There is another aspect in which a facility can promote academic achievement. One could safely say that children need positive affiliations in their lives in order to navigate through adolescence and into adulthood. School has the potential to promote those affiliations, and it does so in two important ways. First, schools are more than places of academic learning. Most schools have clubs, teams of all kinds, and other endeavors that provide students access to a social world that adults who have “made it” simply take for granted. These affiliations have the potential to reinforce the school’s academic mission by binding students more tightly to other students and to the school staff. We have learned that the positive affiliations we have been able to develop from spending time with students should be enhanced. Typically, these opportunities are offered after the academic school day has ended. CVCS used to offer clubs on Mondays, when there were no students in the Learning Center, which required students to take time out of their work day to come to school and which required teachers to give up time for virtual instruction and the other work teachers do to come to the Learning Center as sponsors. Having our own facility would allow after-school programming, and that means promoting healthy affiliations. Secondly, a school building offers students a means for constructing one healthy part of their identity. Identity differs conceptually from affiliation but functions in much the same way, by binding students and families to something other students and families and staff share. School culture grows out of school identity. A school should be a place where students can just “be,” to work, to be safe, and to develop.

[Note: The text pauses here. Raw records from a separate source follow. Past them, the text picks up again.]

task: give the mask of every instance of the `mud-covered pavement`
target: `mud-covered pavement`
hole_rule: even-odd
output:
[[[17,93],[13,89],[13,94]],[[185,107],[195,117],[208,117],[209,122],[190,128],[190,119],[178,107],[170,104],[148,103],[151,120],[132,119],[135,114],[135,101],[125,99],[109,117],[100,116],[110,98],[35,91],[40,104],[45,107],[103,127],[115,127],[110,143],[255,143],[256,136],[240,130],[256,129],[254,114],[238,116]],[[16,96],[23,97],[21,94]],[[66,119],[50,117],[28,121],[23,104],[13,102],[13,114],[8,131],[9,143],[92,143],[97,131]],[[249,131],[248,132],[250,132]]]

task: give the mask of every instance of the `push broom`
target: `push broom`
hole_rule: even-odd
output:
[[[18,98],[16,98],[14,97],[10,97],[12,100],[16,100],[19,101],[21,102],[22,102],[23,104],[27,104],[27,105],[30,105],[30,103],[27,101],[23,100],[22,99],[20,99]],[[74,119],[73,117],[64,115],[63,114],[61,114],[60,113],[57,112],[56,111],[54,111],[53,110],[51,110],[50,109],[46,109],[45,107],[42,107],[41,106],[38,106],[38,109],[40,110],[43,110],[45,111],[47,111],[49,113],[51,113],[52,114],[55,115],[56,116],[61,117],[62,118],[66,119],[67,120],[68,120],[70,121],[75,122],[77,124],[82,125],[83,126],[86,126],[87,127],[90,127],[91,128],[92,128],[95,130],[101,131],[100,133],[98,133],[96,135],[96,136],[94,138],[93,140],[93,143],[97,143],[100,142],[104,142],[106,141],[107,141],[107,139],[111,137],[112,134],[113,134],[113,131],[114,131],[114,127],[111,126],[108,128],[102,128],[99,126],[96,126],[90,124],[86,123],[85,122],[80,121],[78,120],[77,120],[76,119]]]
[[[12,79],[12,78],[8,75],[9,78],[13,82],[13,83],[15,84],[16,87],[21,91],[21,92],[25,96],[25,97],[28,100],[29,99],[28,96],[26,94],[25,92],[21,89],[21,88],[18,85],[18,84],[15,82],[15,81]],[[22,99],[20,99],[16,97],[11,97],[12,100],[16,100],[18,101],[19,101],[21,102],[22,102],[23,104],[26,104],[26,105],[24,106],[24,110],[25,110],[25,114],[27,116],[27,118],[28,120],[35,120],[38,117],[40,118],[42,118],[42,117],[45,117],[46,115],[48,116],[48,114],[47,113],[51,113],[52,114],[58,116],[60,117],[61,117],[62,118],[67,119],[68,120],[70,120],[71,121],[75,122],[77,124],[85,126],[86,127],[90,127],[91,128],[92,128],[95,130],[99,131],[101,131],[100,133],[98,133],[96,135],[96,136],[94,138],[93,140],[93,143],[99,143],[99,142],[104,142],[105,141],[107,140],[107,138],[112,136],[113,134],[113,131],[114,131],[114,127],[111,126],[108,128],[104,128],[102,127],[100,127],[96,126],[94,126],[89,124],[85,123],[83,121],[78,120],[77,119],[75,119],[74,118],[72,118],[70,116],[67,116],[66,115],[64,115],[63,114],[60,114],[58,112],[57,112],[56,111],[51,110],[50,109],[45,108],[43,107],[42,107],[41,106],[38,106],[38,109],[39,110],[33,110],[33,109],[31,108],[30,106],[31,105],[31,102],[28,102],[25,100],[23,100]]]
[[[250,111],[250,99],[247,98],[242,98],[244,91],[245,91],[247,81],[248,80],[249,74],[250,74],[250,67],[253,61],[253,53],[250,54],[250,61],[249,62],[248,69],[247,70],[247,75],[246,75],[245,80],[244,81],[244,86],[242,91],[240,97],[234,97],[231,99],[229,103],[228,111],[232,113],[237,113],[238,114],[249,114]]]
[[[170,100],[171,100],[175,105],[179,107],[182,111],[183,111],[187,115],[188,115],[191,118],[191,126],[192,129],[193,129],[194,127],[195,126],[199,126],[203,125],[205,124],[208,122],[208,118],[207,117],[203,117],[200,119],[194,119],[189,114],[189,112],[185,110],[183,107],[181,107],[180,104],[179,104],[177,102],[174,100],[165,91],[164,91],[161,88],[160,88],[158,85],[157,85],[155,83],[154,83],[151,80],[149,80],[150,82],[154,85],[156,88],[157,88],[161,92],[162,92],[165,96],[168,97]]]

Past Success and Future Areas of Growth

Looking back, Chicago Virtual Charter School has made Adequate Yearly Progress (AYP) as specified by the Illinois State Board of Education every year the school has had to meet that standard. Schools that do not make AYP typically find that students who do not meet academic requirements are not distributed evenly across groups but tend to cluster in certain groups. Consequently, schools that have students in diverse demographic, language, ability, and racial groups make AYP less frequently. Looking ahead, the academic requirements of AYP become increasingly more demanding. This year, for example, 78.5 percent of all students tested must meet academic standards. Setting aside whether state testing is a good idea, setting aside the notion of testing altogether, the question would remain how to increase students’ opportunity to learn to allow them to pursue their individual, ideal futures. Long before there was state testing there were inequalities of opportunity and inequalities of success; to the extent that being literate and numerate impacts success as an adult, all state testing has done is shine a light on the manifestations in school of social inequalities. Thus our mission is to empower students to flourish, not to enable students to pass state examinations. But doing that with an increasingly diverse student population requires that we focus on what it takes for students to be empowered and to increase, extend, and expand our capacity to empower them. Our current facility, in its size and configuration, does not permit us to extend to all students, to the degree we would be otherwise be able, full access to our hybrid education. In our hybrid environment, a facility that allows us to empower students is one that enables us to accomplish our educational mission. We do not define school success by passing state mandated exams; we define school success by how many students we have empowered to flourish.

Next Steps

This proposed instructional program is another moment in the dialogue about hybrid education. It largely represents conversation teachers and administration have had the past several months as we reflect on our teaching and imagine the educational possibilities for students. We recognize that more dialogue is needed with more stakeholders and welcome it. This dialogue needs to become more granular as well because an instructional program is a framework that guides individual programs and other decisions that must be made in order for CVCS to achieve a consistency across its individual programs that at the same time aligns with its mission. Articulating an instructional program is only the first step.